Beer Gun: Bottling from a Keg

Since we dont drink the Steam beer at all, and today I was scheduled to bottle the Belgian Pale, I decided to throw a curveball and keg the Belgian Pale. Since we dont have any empty kegs, we would have to free one up by bottling the contents. I had been reading about bottling from kegs and you can buy commercial "beer guns" for ~$125, but since we do this on-the-cheap, I decided to make one myself. In the picture above you can see that I just inserted a bottling wand into the business-end of a picnic tap, the little stopper (circled in red) is the key to the homemade beer gun. When filling bottles (pictured below) the stopper is in the bottle neck to create a seal. The increased pressure inside the bottle then pushes back against the foam that would be building and minimizes it. You simply fill and then periodically "burp" the excess pressure inside the bottle by deforming the stopper.

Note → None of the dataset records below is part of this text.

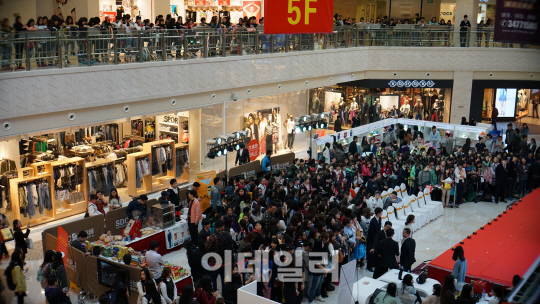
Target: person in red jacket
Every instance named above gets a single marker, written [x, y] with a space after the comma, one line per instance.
[204, 291]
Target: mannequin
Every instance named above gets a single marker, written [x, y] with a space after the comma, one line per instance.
[342, 109]
[405, 108]
[316, 103]
[353, 108]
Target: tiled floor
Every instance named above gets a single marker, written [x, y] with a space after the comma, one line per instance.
[431, 240]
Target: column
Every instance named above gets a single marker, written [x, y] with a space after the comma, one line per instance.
[461, 96]
[469, 8]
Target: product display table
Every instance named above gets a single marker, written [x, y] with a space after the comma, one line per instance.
[426, 289]
[364, 289]
[143, 243]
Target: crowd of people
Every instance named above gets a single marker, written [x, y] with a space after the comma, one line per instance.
[74, 31]
[330, 205]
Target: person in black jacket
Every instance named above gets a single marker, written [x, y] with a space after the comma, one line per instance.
[511, 169]
[19, 236]
[353, 146]
[388, 252]
[501, 178]
[407, 250]
[374, 227]
[242, 156]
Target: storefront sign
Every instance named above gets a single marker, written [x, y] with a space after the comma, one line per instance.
[283, 161]
[253, 148]
[517, 21]
[62, 243]
[298, 16]
[411, 83]
[247, 170]
[116, 220]
[176, 235]
[206, 180]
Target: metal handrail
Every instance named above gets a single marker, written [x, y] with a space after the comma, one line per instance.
[30, 50]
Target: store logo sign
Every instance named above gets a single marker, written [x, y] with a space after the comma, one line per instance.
[411, 83]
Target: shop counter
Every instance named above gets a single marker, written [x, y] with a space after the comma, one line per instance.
[177, 233]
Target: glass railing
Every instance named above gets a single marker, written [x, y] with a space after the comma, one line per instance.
[43, 49]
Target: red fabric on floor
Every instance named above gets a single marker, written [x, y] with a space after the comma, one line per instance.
[503, 249]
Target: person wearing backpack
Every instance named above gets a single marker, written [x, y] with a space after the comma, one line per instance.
[57, 268]
[218, 243]
[20, 237]
[47, 261]
[15, 277]
[53, 294]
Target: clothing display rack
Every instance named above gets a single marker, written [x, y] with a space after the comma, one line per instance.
[182, 163]
[151, 182]
[25, 176]
[70, 203]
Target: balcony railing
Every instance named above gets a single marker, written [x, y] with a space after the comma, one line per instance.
[31, 50]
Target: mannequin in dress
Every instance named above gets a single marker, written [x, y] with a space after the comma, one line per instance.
[341, 109]
[405, 108]
[316, 103]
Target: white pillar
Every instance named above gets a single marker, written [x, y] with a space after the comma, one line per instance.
[461, 96]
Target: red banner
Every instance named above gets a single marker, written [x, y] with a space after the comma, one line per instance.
[62, 243]
[253, 148]
[298, 16]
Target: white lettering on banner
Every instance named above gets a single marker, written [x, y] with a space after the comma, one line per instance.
[73, 236]
[122, 222]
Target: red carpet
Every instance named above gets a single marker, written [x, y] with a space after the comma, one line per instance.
[503, 249]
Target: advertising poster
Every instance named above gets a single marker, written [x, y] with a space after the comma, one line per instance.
[264, 126]
[505, 102]
[517, 21]
[176, 235]
[206, 180]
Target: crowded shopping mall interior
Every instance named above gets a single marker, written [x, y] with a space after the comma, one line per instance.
[264, 151]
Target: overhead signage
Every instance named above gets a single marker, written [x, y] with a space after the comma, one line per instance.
[411, 83]
[298, 16]
[517, 21]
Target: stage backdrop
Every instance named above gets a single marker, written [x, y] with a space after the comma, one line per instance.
[517, 21]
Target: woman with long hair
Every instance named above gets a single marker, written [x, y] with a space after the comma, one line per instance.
[466, 295]
[57, 267]
[167, 286]
[20, 237]
[460, 266]
[48, 259]
[448, 290]
[388, 297]
[141, 285]
[194, 256]
[435, 298]
[204, 292]
[114, 200]
[17, 275]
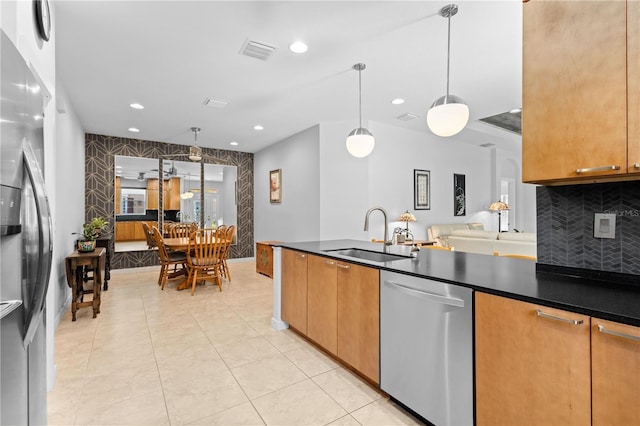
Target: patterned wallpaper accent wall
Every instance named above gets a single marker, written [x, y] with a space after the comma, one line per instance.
[565, 226]
[100, 181]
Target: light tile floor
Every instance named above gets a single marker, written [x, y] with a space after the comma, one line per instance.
[158, 357]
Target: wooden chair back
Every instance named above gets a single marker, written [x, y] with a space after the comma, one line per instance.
[181, 230]
[204, 257]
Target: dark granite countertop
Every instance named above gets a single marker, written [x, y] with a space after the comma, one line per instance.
[513, 278]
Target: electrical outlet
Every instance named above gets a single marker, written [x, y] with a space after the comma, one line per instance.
[604, 225]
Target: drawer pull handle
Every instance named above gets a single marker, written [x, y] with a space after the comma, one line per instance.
[556, 318]
[601, 329]
[597, 169]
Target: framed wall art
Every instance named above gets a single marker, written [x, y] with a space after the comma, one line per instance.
[275, 186]
[421, 189]
[459, 196]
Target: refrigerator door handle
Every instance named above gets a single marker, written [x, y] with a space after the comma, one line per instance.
[8, 306]
[45, 245]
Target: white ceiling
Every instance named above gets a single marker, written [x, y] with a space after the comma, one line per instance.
[172, 55]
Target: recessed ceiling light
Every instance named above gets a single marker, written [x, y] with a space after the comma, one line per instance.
[298, 47]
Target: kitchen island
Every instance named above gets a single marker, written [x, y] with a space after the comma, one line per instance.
[545, 347]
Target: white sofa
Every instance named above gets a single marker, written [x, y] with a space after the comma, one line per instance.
[440, 233]
[474, 239]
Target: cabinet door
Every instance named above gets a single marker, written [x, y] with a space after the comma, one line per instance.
[322, 303]
[615, 364]
[574, 90]
[633, 81]
[294, 289]
[359, 318]
[532, 364]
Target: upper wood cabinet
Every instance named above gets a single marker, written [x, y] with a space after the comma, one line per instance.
[580, 118]
[615, 364]
[294, 289]
[532, 364]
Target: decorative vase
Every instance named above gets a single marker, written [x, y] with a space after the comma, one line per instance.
[86, 246]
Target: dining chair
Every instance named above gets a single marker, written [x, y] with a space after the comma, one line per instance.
[168, 259]
[204, 258]
[181, 230]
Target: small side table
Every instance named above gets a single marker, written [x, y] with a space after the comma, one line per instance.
[264, 257]
[75, 264]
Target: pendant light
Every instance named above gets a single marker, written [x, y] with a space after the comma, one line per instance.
[186, 195]
[449, 114]
[360, 141]
[195, 152]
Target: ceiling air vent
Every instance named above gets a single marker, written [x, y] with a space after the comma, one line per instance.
[407, 117]
[215, 103]
[258, 50]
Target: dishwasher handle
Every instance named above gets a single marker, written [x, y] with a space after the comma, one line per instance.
[443, 300]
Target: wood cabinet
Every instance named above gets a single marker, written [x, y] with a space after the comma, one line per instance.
[172, 194]
[294, 289]
[118, 195]
[342, 308]
[131, 230]
[152, 194]
[615, 364]
[322, 302]
[264, 258]
[577, 105]
[359, 318]
[532, 364]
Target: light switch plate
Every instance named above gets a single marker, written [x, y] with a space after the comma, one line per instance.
[604, 225]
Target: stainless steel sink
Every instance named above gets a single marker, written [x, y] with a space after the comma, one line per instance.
[374, 256]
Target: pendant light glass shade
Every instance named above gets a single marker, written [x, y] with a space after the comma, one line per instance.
[449, 114]
[360, 141]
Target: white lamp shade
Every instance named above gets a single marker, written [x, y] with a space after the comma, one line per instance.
[360, 142]
[448, 116]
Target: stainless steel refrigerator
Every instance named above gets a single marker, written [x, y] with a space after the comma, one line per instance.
[25, 243]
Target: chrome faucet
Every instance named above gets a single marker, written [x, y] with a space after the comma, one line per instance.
[386, 223]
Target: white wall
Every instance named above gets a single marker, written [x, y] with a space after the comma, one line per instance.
[296, 218]
[63, 152]
[347, 187]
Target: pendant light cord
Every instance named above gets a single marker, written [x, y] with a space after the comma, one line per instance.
[360, 96]
[448, 49]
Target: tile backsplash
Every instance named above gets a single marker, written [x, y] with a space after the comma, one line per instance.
[565, 226]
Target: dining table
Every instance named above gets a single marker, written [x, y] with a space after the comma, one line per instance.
[179, 244]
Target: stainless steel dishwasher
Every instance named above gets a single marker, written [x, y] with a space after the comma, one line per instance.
[426, 347]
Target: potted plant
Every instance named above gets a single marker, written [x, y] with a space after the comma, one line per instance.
[89, 242]
[99, 224]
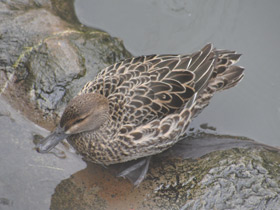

It took a few bottles to get the hang of it, and I still need some practice getting a good final volume in the bottle, but overall I was able to successfully bottle 25 bottles of the Steam and then keg the Belgian Pale Ale. The homemade beer gun isnt really meant to bottle entire batches because it is a somewhat slow process: fill 6 bottles, cap 6 bottles, then repeat. The filling is also a bit slower than filling from a bottling bucket and as a result, it took me 30-40 minutes to fill and cap 25 bottles. The main purpose of the gun then is to fill a few bottles (probably 6 or less) for quick use like going to a friend's house, camping, etc. When we need some bottles, we'll just fill up a few and be on our way. Since we have a stopper that also works on growlers, we can fill those too without the mess and waste that normally comes with filling growlers (you know what I mean if you watched a bartender at a brewery fill a growler and waste a lot of beer filling the growler until the foam is gone). The best part of the beer gun was the cost. I already had the bottling wand, picnic tap,and beverage line, so I only had to buy the stopper. Grand total: $0.50.